Coûteuse, risquée et non durable
L’initiative pour un fonds climat exige jusqu’à 10 milliards de francs par an pour des mesures supplémentaires de protection du climat, en dehors du budget ordinaire et sans frein à l’endettement. Cela entraînerait une nouvelle dette massive : en dix ans, un endettement d’environ 100 milliards, plus des milliards d’intérêts. Plus tard, ces dettes devraient être financées par des hausses d’impôts. Cela pèse sur tout le monde et reporte les problèmes sur les générations futures. Ce n’est pas durable.
L’argent seul ne résout pas les problèmes climatiques
La Suisse suit déjà une voie efficace : objectif zéro net, loi sur le CO₂, loi sur l’énergie et plus de 14 milliards par an pour la décarbonisation. Les émissions ont baissé de 26 % depuis 1990 malgré la croissance économique. Un fonds favoriserait la bureaucratie et l’inefficacité, comme le montrent des exemples dans l’UE où des milliards se perdent. Au lieu de projets rigides et coûteux, il faut continuer le mix éprouvé d’instruments incitatifs, de programmes ciblés et de règles claires.
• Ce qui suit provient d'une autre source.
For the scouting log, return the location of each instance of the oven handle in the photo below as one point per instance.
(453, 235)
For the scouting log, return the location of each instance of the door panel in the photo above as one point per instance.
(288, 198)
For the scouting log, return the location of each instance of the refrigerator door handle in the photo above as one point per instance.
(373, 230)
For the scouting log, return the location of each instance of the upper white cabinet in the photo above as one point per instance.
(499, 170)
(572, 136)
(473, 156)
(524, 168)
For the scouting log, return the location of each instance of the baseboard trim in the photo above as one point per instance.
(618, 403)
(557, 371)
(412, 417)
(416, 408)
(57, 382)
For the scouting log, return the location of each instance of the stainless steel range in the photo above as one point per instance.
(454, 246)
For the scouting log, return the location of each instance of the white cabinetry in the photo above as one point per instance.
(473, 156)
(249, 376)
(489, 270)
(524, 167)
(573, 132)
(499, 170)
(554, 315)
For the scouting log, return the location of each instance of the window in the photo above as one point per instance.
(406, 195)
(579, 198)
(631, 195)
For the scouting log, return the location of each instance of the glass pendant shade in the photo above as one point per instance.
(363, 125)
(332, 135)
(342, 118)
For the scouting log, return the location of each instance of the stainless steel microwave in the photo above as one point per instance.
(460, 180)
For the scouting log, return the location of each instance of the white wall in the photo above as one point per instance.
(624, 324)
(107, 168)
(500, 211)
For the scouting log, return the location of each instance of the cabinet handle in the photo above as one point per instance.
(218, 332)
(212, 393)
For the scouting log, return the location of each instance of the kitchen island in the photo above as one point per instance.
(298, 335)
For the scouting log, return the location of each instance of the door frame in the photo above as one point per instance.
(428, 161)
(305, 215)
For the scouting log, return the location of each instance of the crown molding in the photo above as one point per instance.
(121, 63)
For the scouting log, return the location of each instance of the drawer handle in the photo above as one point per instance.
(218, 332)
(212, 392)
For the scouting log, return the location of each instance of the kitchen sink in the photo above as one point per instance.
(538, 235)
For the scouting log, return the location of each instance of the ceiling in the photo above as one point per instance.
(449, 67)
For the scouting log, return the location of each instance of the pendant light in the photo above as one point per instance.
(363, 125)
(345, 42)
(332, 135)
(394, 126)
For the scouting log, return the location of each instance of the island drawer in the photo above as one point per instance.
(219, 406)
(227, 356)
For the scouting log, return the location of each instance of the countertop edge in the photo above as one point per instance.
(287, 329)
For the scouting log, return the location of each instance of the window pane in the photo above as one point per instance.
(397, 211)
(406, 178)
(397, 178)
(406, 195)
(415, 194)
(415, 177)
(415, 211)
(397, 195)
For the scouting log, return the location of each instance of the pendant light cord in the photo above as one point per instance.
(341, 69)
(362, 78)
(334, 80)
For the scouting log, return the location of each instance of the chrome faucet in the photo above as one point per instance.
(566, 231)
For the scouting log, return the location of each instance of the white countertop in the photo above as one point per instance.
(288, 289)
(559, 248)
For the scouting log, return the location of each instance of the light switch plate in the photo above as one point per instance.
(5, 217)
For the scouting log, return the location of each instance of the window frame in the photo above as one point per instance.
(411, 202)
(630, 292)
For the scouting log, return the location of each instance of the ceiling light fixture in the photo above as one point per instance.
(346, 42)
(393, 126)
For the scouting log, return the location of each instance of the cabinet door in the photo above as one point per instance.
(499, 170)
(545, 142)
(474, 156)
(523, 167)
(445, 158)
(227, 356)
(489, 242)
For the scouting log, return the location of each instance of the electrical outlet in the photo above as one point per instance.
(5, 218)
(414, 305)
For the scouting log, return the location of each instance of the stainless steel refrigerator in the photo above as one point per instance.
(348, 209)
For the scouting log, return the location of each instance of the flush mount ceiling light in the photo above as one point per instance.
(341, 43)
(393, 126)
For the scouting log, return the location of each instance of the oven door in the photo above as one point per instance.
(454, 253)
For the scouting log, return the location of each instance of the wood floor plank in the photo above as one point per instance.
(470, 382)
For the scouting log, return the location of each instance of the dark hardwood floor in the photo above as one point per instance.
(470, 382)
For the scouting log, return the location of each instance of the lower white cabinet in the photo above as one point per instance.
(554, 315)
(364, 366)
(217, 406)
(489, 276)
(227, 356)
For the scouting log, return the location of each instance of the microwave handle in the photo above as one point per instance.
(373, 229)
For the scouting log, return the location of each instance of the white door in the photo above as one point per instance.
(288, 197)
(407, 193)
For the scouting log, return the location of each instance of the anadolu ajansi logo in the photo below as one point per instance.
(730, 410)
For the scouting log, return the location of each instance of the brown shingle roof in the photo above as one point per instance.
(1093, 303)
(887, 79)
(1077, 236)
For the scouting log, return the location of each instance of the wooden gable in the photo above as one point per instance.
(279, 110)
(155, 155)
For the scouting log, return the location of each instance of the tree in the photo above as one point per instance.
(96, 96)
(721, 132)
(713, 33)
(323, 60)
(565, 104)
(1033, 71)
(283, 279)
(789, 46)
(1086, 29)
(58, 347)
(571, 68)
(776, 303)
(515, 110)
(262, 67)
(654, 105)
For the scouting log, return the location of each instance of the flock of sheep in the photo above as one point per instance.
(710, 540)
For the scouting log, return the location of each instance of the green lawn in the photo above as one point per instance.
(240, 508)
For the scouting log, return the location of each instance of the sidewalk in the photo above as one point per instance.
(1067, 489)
Innovation plutôt que politique d’endettement
Les entreprises suisses réduisent leurs émissions grâce à l’ouverture technologique et à la coopération internationale – l’industrie a presque atteint ses objectifs. Les études montrent qu’avec des conditions-cadres adéquates, 90 % des investissements peuvent être financés par le secteur privé. La protection du climat nécessite des procédures simples et un impact international, pas une politique nationale d’endettement. La Suisse peut avoir un effet climatique global grâce à l’innovation et à l’exportation de technologies propres, bien plus qu’avec un fonds inefficace.